FIG. 1 illustrates the preferred embodiment of the clarified butter system. The clarified butter system includes a processing tank 12. Processing tank 12 includes a discharge valve 14 and a disk filter 16.

Processing tank 12 stores and heats butter that has been melted and deposited into it. The butter can be melted in a variety of ways, such as with a heated grid. In the preferred embodiment, the processing tank 12 is configured as double-walled stainless steel receptacle 26 with space between said walls for water to be heated by a resistive heating element 28 positioned therein, as shown in FIG. 2. The water is heated to around 200 degrees Fahrenheit (+/− 20 degrees), for maintaining a butter-oil target temperature of 180 degrees Fahrenheit (+/− 20 degrees). An agitation force is also applied to the butter in the tank 12. In the preferred embodiment, the force is provided by motor 30 driven stainless steel blades 32 with a single 26″ tall perforated screen 34 attached that spins in conjunction with the blades. The agitation force, which is proportional to motor speed, has been empirically determined to be most effective between 4 and 10 rotations per minute (RPM). After a period of 1½ to 3 hours, which is related to the amount of agitation and the temperature of processing tank 12, the milk-solids separate from the butter. At a butter-oil temperature of 180 degrees Fahrenheit and a motor speed of six (6) RPM, approximately two (2) hours is waited to allow precipitation of milk-solids from the butter.

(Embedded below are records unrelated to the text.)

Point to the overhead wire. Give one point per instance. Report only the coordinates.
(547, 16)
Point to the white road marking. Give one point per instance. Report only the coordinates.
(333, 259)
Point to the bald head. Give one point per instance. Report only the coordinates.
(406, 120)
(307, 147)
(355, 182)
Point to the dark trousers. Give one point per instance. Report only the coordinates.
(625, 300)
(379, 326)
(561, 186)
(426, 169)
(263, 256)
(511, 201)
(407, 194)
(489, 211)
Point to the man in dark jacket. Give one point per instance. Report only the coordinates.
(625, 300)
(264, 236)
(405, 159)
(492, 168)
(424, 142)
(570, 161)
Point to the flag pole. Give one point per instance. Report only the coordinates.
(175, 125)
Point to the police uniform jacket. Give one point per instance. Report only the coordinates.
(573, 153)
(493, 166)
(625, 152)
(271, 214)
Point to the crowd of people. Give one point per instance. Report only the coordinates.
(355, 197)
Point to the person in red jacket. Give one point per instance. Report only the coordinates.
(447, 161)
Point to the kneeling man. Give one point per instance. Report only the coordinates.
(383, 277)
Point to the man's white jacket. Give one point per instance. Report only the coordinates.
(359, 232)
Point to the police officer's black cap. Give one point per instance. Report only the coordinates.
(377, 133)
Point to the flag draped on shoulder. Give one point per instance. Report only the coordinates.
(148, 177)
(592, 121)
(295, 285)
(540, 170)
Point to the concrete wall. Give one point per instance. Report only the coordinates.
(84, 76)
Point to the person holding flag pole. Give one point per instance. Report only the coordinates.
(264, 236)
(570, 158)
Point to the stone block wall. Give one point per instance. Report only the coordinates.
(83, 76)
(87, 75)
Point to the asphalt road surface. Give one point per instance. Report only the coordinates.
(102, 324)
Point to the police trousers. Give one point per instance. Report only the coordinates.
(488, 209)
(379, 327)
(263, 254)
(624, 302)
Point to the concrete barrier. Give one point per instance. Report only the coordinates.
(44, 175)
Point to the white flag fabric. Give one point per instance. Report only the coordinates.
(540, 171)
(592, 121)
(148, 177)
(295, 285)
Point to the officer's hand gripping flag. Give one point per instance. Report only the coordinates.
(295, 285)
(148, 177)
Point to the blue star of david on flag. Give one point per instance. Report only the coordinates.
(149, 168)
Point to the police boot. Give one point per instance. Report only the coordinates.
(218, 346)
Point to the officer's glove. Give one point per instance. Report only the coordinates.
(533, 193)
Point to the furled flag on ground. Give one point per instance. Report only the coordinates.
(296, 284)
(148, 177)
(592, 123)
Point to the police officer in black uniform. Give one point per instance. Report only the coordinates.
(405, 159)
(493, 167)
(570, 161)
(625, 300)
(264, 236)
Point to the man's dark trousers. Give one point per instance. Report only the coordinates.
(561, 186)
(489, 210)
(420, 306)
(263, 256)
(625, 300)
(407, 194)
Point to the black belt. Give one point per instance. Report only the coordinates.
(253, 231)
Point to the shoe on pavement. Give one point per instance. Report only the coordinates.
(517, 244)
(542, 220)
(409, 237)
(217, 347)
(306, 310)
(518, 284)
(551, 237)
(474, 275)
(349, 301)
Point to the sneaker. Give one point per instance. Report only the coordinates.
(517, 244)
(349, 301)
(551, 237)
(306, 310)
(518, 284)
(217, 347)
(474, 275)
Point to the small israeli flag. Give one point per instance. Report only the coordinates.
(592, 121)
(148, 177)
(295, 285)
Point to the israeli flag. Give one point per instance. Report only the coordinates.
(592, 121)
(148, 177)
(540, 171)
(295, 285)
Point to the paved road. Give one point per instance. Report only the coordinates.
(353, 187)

A small pump (not shown) may be used to remove any milk-solids from the top of processing tank 12 and pass them to the bottom of processing tank 12 or away from the system altogether. Discharge valve 14 operates to facilitate removal of the milk-solids and water from processing tank 12. This can be aided by a pump (not shown) that assists in the disposal of the milk-solids and water.

As the butter-oil flows out of processing tank 12, it is filtered, preferably twice. The flowing butter-oil is passed through a first filter, such as disk filter 16, and then through a second filter, such as an inline filter 18. Disk filter 16 is preferably a filter having pores capable of filtering out particles that are greater than or approximately equal to 30 microns in diameter. Inline filter 18 is preferably a filter having pores capable of filtering out particles that are greater than or approximately equal to 15 microns in diameter. This filtering process provides a butter-oil that is substantially milk-solid free. An additional pump, such as pump 20, can be used to improve flow of the butter-oil from processing tank 12 through the filters.

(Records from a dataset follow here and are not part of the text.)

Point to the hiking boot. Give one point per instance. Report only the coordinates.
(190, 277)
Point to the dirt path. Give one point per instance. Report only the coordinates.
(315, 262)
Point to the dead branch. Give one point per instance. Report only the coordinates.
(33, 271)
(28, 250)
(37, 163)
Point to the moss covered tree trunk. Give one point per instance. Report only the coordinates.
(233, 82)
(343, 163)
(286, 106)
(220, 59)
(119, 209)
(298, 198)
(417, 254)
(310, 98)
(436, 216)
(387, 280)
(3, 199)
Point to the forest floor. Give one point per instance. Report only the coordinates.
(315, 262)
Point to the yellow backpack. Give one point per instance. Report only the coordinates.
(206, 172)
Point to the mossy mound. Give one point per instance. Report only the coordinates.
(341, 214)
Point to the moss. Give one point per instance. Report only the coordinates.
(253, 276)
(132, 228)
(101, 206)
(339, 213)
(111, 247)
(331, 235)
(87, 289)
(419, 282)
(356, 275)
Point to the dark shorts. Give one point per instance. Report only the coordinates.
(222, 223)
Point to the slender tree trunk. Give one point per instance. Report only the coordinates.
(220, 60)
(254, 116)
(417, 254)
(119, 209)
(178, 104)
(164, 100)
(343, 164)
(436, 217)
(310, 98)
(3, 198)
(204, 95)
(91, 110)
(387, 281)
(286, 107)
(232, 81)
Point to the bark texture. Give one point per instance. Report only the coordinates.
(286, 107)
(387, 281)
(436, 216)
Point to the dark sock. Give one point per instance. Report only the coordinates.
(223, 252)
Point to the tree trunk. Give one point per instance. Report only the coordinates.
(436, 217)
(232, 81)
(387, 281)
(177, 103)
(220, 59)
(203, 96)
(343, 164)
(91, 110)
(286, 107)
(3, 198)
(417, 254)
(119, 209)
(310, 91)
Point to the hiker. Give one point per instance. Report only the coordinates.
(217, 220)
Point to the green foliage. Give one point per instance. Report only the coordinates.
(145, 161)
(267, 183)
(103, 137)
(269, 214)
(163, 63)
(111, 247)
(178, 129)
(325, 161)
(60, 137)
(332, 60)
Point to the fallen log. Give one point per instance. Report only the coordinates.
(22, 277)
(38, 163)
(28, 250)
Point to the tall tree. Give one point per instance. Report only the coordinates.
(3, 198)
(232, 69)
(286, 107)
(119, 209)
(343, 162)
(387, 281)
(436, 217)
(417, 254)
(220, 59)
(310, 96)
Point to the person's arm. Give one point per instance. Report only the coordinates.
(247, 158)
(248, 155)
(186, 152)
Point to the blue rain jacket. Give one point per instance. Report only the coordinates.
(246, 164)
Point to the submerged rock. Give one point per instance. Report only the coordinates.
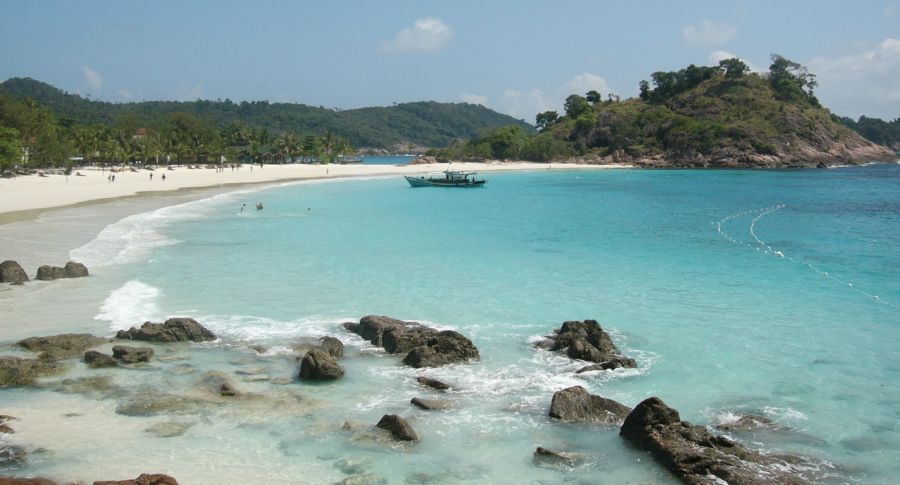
(318, 365)
(576, 404)
(173, 330)
(697, 456)
(11, 272)
(65, 346)
(398, 427)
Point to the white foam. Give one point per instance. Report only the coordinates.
(132, 303)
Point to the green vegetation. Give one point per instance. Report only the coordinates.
(698, 116)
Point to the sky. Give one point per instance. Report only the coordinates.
(517, 57)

After the clarified butter product is filtered, it is pumped to a waiting container 22, as shown in FIG. 1, to be used or stored. Alternatively the product can be channeled to a packaging machine 24 as shown in FIG. 3. Packaging machine 24 forms pouches from high temperature-resistant film, for example, that function as receptacles for the clarified butter product. As the pouches are formed, they are sterilized with ultraviolet light to reduce the possibility of contamination by living microorganisms. Other sterilizing methods can be used, as are well known in the art. Once the pouches are formed, they are filled with the clarified butter product at temperatures between approximately 120° F. to 150° F., and preferably at about 140° F. and immediately sealed thereafter.

The components that makeup the present invention are readily available and relatively inexpensive, offering a clear advantage over commercial systems using centrifuges. Additionally, the present invention offers the advantage of reduced waste in comparison to the conventional cookbook recipe of pan heating butter and draining the clarified butter.

Although only a few exemplary embodiments of the present invention have been described in detail above, those skilled in the art will readily appreciate that numerous modifications are possible to the exemplary embodiments without materially departing from the novel teachings and advantages of this invention. Accordingly, all such modifications are intended to be included within the scope of this invention.